Le jeune, passionné d’auto, faisait son alternance au Crédit mutuel de Bonneval. Il aimait aussi les Lego, « très utiles durant sa rééducation motrice par rapport à ses problèmes cognitifs ».
« Faire aboutir son projet à sa place »Et le père de se questionner : « Je ne sais pas comment on va trouver la force d’avancer?? On a tellement enduré depuis septembre. On est sous traitement, on a développé des symptômes de stress post-traumatique. J’ai l’impression qu’on est au bout. Heureusement, il y a notre fille, elle donnera sûrement un sens à l’après.

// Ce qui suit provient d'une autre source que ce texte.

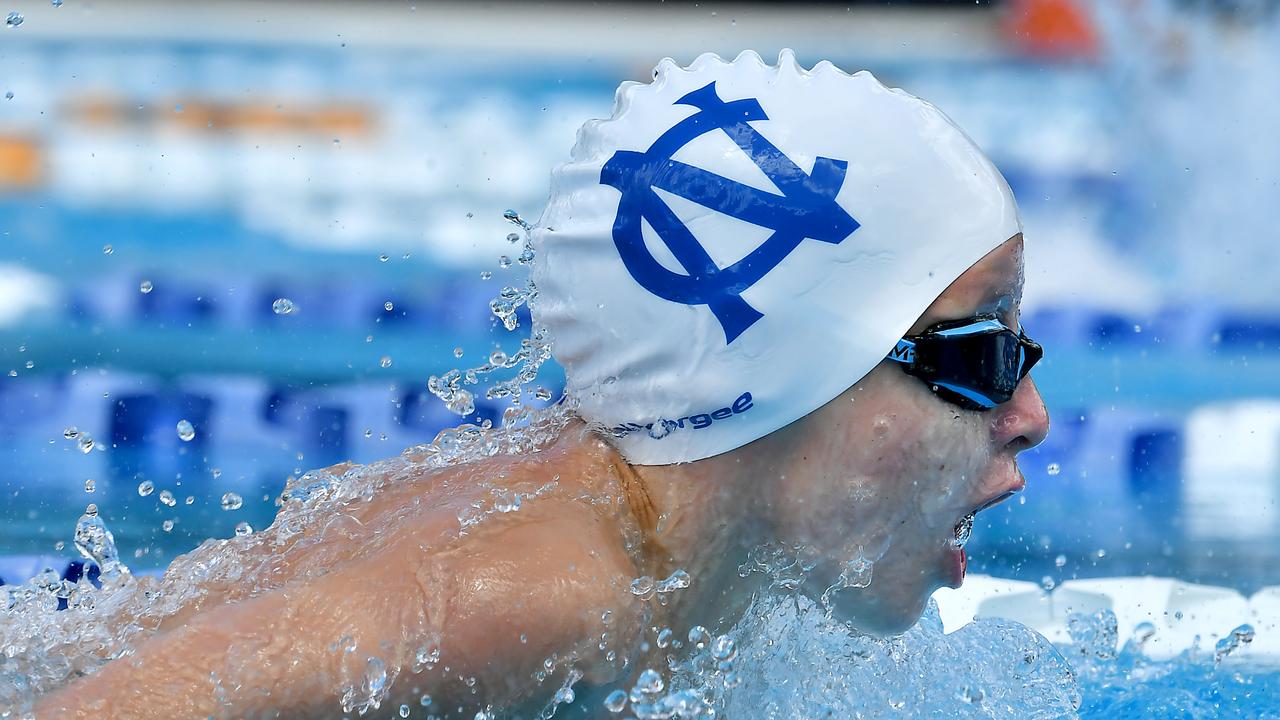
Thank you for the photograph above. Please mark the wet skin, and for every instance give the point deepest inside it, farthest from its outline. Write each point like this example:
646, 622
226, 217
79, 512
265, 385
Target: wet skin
886, 469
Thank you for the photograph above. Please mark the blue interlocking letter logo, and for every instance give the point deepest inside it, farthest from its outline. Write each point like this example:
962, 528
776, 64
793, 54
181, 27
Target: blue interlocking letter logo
807, 209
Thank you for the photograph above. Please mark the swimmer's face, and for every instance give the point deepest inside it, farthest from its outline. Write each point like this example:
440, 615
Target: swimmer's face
887, 469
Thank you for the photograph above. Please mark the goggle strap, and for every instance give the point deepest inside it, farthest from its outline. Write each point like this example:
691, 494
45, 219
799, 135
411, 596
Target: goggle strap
903, 352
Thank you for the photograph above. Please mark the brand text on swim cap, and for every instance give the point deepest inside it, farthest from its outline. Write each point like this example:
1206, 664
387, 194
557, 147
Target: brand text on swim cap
696, 420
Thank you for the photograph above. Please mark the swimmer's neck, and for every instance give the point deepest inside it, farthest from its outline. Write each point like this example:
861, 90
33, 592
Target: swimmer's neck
700, 518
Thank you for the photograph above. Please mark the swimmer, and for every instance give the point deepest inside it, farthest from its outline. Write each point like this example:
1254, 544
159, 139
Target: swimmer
787, 306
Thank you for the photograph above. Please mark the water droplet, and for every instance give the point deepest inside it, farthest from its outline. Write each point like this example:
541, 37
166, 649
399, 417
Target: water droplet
506, 501
649, 683
664, 637
426, 657
643, 587
616, 701
699, 637
677, 580
723, 648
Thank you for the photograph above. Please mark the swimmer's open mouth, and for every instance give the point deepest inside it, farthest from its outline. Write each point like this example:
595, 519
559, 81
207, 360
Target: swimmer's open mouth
964, 528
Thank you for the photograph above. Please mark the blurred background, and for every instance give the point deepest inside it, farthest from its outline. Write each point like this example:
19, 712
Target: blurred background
275, 219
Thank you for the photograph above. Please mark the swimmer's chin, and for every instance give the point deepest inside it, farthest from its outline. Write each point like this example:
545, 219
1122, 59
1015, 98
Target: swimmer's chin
873, 615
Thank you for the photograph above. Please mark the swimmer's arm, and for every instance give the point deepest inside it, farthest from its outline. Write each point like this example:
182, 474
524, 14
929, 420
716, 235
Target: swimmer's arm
280, 652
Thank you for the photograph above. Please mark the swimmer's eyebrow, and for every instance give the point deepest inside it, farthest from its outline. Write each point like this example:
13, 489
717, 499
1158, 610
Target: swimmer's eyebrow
1000, 302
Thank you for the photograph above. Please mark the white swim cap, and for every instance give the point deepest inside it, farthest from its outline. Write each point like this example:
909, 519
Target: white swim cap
740, 244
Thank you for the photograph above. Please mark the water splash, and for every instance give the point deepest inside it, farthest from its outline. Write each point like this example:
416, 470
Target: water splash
526, 361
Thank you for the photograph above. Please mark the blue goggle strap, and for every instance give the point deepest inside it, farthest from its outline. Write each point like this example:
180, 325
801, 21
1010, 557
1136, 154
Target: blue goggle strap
903, 352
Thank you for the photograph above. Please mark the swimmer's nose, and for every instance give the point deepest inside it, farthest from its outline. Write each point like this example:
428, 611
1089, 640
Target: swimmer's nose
1023, 422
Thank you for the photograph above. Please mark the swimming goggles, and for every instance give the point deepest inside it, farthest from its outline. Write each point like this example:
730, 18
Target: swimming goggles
976, 363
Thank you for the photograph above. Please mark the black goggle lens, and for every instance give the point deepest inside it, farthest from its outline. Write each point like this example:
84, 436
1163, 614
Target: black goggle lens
976, 364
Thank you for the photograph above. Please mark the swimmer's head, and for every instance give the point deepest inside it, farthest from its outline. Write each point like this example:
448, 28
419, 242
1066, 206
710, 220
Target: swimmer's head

Et puis Thibault allait commencer à retaper sa nouvelle Honda Civic. Il avait commandé tout un tas de pièces. Les premières, un capot, sont arrivées le lendemain de l’accident et ça va continuer dans les jours qui viennent. On aimerait bien que cette voiture soit remise en état avec tout ce qu’il a acheté pour la garder pour lui. Mais je n’ai pas les compétences mécaniques. Et puis on est une famille modeste. Mais on aimerait bien faire aboutir son projet à sa place », s’étrangle, en larmes, François-Xavier Toutut.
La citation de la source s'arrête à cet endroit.